Right now I'm working up the guts to go through my closet and honestly discard the items I don't wear. Some items I hope to sell but most I'll probably donate. The problem is the superficial attachment to the clothing. Oh, this top makes me look thin! I wore these jeans on a hot date! This cardigan is soooo comfy! Etc.

After that's done I will have to revisit my rules which are something like:
1. Only 2 impulse items per season (I have sucked at this rule since moving down to NYC)
2. You should not own more than 2 items in the same color
3. If you cannot think of 3 things to wear with an item, you cannot buy it
4. If you don't wear it within 10 days of purchase, it goes back! (unless purchased at end-of-season sale)
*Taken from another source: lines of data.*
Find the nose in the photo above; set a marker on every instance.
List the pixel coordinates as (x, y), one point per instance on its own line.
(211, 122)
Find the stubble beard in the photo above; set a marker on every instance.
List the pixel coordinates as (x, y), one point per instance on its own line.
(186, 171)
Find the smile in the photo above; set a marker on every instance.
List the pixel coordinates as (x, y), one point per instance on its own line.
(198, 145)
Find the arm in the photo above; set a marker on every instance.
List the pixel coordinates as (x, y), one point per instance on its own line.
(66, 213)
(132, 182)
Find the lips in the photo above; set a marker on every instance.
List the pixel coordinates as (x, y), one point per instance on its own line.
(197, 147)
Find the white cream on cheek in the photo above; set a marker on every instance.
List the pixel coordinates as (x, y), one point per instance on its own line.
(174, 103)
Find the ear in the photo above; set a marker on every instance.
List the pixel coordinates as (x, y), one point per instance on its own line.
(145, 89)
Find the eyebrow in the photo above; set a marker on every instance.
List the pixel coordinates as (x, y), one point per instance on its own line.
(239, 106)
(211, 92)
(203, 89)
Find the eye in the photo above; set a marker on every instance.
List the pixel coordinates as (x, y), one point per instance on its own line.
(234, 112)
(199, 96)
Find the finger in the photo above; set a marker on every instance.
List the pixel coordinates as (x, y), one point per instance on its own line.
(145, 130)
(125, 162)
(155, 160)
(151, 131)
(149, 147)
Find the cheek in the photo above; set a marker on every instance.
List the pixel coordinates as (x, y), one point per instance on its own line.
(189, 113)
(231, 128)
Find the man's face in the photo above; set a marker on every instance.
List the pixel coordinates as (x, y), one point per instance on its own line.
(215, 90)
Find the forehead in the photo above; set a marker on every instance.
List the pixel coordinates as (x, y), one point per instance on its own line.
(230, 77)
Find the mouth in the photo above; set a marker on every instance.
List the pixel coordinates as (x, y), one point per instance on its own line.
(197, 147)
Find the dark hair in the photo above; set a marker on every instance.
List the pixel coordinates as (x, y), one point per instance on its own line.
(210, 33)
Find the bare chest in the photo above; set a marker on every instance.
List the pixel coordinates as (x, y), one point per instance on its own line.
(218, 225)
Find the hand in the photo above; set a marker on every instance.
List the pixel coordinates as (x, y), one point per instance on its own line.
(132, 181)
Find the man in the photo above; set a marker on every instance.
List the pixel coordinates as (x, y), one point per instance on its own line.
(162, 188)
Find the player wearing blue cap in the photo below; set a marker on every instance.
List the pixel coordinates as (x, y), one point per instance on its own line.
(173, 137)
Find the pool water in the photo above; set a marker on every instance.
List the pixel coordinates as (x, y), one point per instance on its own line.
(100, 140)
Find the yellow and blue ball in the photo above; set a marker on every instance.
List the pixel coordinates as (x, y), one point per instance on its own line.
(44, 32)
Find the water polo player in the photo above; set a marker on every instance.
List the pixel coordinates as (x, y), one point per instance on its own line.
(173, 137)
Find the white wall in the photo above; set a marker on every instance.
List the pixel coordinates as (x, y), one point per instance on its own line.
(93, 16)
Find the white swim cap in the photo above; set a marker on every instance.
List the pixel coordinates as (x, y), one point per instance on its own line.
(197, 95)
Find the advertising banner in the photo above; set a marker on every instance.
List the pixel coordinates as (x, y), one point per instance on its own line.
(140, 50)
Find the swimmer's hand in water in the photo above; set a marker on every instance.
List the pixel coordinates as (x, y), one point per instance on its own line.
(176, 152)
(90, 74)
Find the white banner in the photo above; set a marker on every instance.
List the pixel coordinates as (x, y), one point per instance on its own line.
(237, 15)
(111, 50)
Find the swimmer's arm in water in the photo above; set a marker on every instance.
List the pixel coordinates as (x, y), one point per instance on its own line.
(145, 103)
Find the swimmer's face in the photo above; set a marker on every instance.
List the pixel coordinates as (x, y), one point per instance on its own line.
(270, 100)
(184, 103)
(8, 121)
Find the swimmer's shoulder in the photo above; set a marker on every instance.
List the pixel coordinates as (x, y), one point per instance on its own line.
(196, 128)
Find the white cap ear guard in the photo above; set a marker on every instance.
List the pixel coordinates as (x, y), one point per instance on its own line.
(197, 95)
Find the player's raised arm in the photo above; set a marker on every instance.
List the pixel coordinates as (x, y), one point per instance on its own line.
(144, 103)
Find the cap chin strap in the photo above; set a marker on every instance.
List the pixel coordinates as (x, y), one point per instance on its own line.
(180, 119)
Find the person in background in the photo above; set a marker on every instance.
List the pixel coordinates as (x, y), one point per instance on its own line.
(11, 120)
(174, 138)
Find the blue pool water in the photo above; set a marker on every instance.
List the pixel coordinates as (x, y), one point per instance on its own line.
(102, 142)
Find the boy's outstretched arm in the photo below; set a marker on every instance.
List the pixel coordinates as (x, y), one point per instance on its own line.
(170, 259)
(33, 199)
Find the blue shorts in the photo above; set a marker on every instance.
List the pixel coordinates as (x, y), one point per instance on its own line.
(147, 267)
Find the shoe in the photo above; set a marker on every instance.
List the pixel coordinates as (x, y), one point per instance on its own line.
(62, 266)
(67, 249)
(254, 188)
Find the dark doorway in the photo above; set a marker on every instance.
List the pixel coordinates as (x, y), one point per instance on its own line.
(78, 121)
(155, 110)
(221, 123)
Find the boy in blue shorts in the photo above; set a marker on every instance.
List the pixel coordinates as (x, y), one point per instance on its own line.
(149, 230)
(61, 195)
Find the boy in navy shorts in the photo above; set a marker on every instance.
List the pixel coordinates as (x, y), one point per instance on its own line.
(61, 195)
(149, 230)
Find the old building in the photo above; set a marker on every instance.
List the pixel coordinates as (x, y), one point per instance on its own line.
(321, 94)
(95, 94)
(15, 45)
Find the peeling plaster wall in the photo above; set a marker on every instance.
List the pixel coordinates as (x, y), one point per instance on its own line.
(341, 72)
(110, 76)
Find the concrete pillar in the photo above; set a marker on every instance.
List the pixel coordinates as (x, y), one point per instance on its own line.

5. Just because it's on sale does not mean buy it
6. Dressy pieces must be bought with an intended use
7. You can justify an expensive buy ONLY IF you believe the cost per wear will work out to be $5/wear or less in the course of 6 months
8. If you see someone else in it on the street and can't style it differently, it goes back
9. Don't give into discount goods unless you will honestly love it next year too
10. If you can't pay it off within 2 billing cycles you can't buy it

I am looking forward to and dreading the upcoming purge. I am also swooning over so many fall pieces I can't buy. Hooray for the reintroduction of budgeting, boo for the lack of disposable income. All in all I'm in pretty good shape...now if I could just find someone to sublet my apartment....so I could get back on-topic!!